Questi i fatti, l’8 ottobre di tre anni fa, durante il programma Lo zoo di 105, per altro non nuovo a questo tipo di situazioni, i due speaker radiofonici si lasciano andare a battute non esattamente raffinate nei confronti della ballerina e conduttrice televisiva Rossella Brescia. Battute che vertono sul suo non aver fatto la gavetta, o meglio, sull’aver trovato un modo molto più veloce per fare carriera, con un corredo irriferibile di ulteriori battute a sfondo sessuale. Il riferimento era chiaramente al suo essere spostata con Roberto Cenci, regista, tra gli altri programmi, di Buona domenica. Una scorciatoia, a detta dei due speaker. Una battuta, o meglio, una serie di battute piuttosto brutte, non tanto e non solo da un punto di vista squisitamente etico, ma proprio a livello comico.
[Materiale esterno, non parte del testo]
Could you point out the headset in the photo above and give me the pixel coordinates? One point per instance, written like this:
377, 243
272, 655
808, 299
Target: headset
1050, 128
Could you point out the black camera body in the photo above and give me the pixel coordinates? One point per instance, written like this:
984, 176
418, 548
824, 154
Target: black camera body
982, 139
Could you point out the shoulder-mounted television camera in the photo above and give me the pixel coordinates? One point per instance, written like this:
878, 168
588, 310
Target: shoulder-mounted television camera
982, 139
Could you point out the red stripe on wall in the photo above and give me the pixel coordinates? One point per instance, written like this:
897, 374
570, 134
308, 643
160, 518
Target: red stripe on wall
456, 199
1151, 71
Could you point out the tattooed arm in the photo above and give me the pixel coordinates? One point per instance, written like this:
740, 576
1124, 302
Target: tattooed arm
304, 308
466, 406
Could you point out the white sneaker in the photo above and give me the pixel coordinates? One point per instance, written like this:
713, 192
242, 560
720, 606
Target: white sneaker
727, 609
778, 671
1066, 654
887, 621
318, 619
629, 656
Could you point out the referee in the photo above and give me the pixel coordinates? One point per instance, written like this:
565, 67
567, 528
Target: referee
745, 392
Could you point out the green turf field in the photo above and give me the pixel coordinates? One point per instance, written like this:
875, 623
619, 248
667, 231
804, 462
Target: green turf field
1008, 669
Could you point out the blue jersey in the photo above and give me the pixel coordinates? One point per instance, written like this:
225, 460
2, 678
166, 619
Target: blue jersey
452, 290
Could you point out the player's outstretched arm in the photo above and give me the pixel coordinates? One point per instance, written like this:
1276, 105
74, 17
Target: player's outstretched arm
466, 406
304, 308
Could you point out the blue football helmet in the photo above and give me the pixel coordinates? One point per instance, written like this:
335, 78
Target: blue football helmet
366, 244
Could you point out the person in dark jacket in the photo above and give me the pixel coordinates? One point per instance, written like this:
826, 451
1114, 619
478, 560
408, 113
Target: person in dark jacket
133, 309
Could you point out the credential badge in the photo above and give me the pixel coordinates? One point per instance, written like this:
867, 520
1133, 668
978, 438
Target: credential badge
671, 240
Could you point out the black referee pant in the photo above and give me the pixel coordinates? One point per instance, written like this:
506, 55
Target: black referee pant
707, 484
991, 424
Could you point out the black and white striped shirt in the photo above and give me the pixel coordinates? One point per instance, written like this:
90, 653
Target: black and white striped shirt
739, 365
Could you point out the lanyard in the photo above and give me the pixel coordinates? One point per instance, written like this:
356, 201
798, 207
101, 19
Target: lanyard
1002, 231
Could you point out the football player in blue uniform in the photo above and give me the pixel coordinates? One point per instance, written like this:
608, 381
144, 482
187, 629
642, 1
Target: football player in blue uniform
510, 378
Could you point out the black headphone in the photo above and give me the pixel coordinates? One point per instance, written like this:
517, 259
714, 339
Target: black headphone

Roba da spogliatoi delle medie, da caserma o da film di Pierino. Del resto questo fanno, in genere, i ragazzi dello Zoo di 105, battute da spogliatoio o da caserma, luoghi dove si suppone starebbe ben appeso il famoso calendario fatto dalla Brescia per Max, facendo ridere, sembra, un pubblico numeroso e selezionato che spinge a dire tutti gli altri, quelli che non passano il tempo a cercare di definirli: o li ami o li odii. Chi sicuramente non ha riso a queste battute è la diretta interessata, che è caduta letteralmente dal pero.
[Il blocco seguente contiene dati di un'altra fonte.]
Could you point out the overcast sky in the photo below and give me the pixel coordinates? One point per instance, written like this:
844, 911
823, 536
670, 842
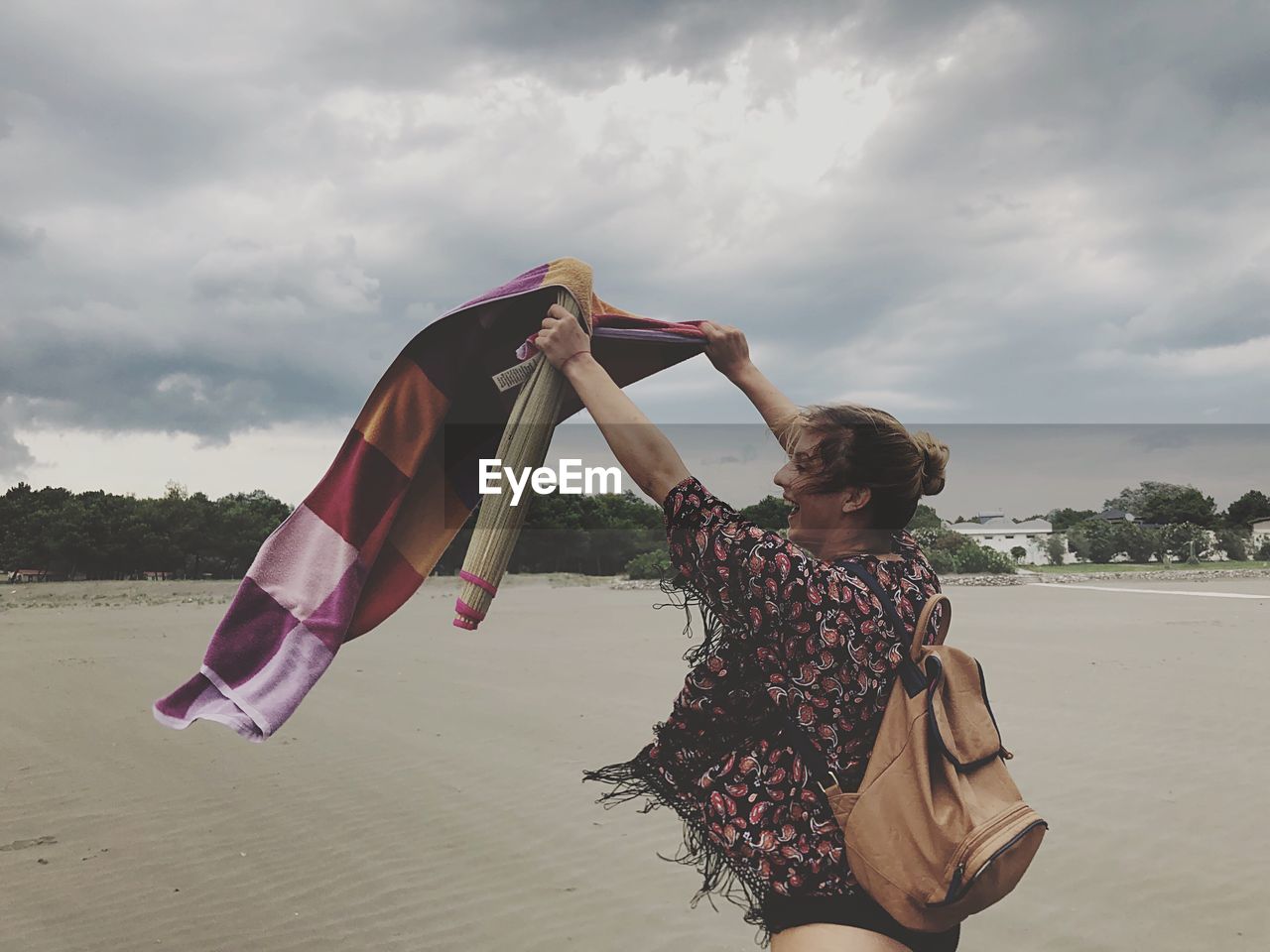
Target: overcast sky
220, 222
I suoi studi di danza classica, noti agli addetti ai lavori e da lei stessi in più occasioni ricordati, e il fatto di essersi sposata con Cenci solo dopo essere diventata un personaggio televisivo, vanificano ogni illazione, questo quanto la Brescia ha detto in tribunale, assistita dal legale Manfredi Bettoni, le lacrime agli occhi. In realtà non ci sarebbe stato bisogno di nessuna rettifica, perché la natura a loro dire satirica del programma non rende certo necessari punti di partenza verificati per gli sproloqui degli speaker. Si tratta, semmai, di chiedersi se questa sia satira, e se in tutti i casi sia satira efficace, ma in tribunale non si cavilla di stile o efficacia, ma di diffamazione e di querele.
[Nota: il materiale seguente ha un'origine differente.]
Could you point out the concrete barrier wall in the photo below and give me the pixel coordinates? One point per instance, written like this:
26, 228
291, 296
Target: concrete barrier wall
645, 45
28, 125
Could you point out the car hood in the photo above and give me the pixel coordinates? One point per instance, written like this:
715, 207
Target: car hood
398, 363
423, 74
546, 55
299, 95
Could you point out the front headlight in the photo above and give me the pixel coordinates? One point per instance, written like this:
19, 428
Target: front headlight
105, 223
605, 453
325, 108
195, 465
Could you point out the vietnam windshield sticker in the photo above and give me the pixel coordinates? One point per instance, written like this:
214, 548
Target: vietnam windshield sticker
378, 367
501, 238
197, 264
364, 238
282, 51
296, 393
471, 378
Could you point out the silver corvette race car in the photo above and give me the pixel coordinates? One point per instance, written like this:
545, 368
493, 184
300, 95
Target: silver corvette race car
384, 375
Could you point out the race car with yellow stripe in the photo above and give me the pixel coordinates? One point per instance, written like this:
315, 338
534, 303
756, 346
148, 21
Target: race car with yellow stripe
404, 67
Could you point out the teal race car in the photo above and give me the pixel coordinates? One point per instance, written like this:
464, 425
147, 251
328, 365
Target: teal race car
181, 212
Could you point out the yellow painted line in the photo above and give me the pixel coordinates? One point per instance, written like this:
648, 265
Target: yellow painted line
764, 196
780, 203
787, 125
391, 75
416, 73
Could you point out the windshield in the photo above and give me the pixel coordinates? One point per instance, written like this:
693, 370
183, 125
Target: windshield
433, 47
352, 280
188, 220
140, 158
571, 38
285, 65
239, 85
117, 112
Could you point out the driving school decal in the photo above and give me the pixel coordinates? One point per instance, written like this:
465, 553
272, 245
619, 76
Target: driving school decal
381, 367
Le battute pesanti non sono piaciute alla Brescia, che ha denunciato per diffamazione i due speaker, e ancora meno è piaciuto il comportamento successivo delle due storiche voci di 105, l’assenza reiterata di scuse, come se tutto fosse normale. Ora sarà un giudice a dover decidere, e magari presto vedremo i due speaker oggetto di qualche hashtag, tipo #jesuislozzodi105. Il mondo è bello perché è vario, dice una massima popolare. A volte, però, è meno bello di quel che sembra.